「資源の循環を」「愛着を持って使い続けてほしい」という願いが込められた椅子「作り手と使い手が共創し、思い出が持続するスツール」が、大阪・関西万博にお目見えする。京都府内の刺繍(ししゅう)業と家具メーカーの2社が、「丹後ちりめん」の残布への刺繍と能登半島地震の災害廃材活用で、大切な思い出を残していく。その挑戦に迫る。
京都府内各地の地域に根付いた、多様なものづくりの担い手などで構成された、京都市の一般社団法人Design Week Kyoto実行委員会。代表理事・北林功が2023年秋、Co-Design Challengeへの参加をメンバーに促すと、舞鶴市の刺繍業「三葉商事」の山下正人が手をあげた。さらに、京丹後市の家具メーカー「溝川」の社長・髙杉鉄男も「異業種との交流はプラスになる」と思い賛同した。
Co-Design Challengeへ応募し、スツールが選定され、北林、山下、髙杉やデザイナーらプロジェクトメンバーは、会議を重ね構想を練る。山下は、一年ほど前に織物の産地である京都府与謝野町の織元で倉庫に眠る、難点がある生地「B反」を目にして、「刺繍で生地を蘇らせたい。和装需要の減少などで衰退する丹後ちりめん業界の一助とならないか」と考えていた。そこで、スツールのクッション生地に、丹後ちりめんの残布を提案し、採用された。クッションの中芯にはスツールの座面や脚の木工部分を担当する溝川の家具づくりで生まれた、かんなくずを入れる予定となった。
クッション生地には、誰かの大切な記憶を刺繍で表現しようとなり、作り手である山下の思い出を図案とすることになった。「舞鶴市の運河『吉原入江』やキンモクセイが印象的な『実家の周りの風景』などが、すぐに浮かんだ。ただその思い出の風景を、丹後ちりめん特有の生地表面のシボと呼ばれる細かな凹凸を大切にしながら、写実的に刺繍で表現するのは難しく、刺繍の良さを伝えられる図案を議論、検討している」と山下は語る。図案は、使い手の思いも考え、更新していく予定だ。

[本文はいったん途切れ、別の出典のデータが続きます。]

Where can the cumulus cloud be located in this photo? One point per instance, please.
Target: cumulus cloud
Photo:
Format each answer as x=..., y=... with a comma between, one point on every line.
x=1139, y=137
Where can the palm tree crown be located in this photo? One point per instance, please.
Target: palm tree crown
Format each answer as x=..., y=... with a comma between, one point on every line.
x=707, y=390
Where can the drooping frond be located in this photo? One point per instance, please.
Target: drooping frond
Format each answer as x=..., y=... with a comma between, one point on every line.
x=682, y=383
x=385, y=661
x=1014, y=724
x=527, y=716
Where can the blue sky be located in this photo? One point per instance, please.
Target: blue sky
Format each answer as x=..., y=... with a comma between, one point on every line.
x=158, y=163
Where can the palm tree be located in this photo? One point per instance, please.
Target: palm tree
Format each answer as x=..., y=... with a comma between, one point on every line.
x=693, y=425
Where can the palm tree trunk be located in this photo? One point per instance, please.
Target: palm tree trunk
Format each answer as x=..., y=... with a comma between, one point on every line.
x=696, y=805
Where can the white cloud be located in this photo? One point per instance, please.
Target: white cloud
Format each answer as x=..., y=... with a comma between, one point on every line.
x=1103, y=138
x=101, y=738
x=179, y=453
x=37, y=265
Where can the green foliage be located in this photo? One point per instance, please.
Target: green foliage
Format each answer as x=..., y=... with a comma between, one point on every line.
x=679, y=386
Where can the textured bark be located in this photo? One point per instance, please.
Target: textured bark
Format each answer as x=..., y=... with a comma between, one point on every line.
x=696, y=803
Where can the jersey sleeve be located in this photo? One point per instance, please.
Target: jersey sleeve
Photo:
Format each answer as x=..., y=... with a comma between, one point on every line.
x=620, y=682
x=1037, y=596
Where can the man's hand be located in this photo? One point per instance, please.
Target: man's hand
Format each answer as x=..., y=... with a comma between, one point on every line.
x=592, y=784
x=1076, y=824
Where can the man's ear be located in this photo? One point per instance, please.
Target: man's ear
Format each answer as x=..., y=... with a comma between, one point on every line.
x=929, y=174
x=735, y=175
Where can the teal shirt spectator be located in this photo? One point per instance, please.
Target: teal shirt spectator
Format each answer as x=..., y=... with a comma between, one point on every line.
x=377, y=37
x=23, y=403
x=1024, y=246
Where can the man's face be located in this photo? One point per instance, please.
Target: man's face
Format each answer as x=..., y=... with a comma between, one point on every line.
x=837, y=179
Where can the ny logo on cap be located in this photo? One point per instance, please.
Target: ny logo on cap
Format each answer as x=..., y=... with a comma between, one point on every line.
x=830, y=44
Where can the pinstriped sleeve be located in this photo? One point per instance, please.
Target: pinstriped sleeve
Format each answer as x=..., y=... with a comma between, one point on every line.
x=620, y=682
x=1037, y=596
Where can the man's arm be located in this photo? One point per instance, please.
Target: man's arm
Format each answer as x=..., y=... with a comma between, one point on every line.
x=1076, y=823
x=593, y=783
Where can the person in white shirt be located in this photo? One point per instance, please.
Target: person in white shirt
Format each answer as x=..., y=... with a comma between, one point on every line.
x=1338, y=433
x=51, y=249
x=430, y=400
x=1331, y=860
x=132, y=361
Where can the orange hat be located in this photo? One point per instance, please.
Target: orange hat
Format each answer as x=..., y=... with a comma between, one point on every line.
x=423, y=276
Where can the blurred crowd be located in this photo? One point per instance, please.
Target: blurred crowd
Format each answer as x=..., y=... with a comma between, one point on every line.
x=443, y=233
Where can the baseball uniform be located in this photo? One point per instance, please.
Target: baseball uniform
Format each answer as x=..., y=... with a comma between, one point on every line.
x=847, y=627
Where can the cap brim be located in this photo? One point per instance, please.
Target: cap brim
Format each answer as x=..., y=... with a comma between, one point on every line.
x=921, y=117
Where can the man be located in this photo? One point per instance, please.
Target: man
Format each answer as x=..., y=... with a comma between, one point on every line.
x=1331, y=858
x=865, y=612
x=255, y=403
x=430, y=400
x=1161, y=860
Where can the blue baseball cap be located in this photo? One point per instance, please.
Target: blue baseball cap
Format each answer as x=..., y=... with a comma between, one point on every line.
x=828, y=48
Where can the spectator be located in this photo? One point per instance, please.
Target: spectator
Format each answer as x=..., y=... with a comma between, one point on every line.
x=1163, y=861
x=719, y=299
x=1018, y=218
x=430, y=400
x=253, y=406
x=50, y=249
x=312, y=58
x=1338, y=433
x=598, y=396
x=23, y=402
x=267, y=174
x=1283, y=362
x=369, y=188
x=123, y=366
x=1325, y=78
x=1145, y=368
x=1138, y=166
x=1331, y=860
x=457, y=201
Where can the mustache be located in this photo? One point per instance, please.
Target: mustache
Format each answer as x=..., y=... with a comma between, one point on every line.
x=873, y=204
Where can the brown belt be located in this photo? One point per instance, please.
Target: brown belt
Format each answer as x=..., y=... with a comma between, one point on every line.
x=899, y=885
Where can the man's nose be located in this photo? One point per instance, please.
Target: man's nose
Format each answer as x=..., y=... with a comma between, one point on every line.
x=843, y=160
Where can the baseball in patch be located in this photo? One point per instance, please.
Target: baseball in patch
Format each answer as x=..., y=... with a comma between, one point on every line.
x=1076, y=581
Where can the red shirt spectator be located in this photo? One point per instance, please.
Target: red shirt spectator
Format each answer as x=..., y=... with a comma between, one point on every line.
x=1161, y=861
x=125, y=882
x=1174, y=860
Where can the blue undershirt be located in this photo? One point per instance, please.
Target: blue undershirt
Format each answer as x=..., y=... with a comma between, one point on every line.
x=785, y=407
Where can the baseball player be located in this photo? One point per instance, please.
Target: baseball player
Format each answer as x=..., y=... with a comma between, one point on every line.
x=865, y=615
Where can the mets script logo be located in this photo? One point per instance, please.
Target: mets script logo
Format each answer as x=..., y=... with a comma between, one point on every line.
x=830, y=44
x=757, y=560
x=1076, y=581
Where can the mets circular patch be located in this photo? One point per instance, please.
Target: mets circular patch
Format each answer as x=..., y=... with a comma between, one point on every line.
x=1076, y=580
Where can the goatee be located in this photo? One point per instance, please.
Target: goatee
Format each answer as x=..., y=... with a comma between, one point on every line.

プロジェクトの発起人である山下は、1991年に舞鶴市で誕生。京都市内の大学で建築を学んだ後、ハウスメーカーでの勤務を経て、2020年から家業に就く。山下は「高齢化や担い手不足に加えて、サプライチェーンの中で刺繍加工業の低加工賃は業界存続の課題」と捉えつつも、「だからこそ『刺繍文化をアップデート』を合言葉にし、アパレルだけでなくインテリアなどあらゆるシーンで、今風に価値を向上させたい。Co-Design Challengeは国内外の人々が訪れる万博会場で披露できるので、またとない機会だ」と意気込む。故郷への愛着が、ものづくりへの誇りとともにスツールに込められていく。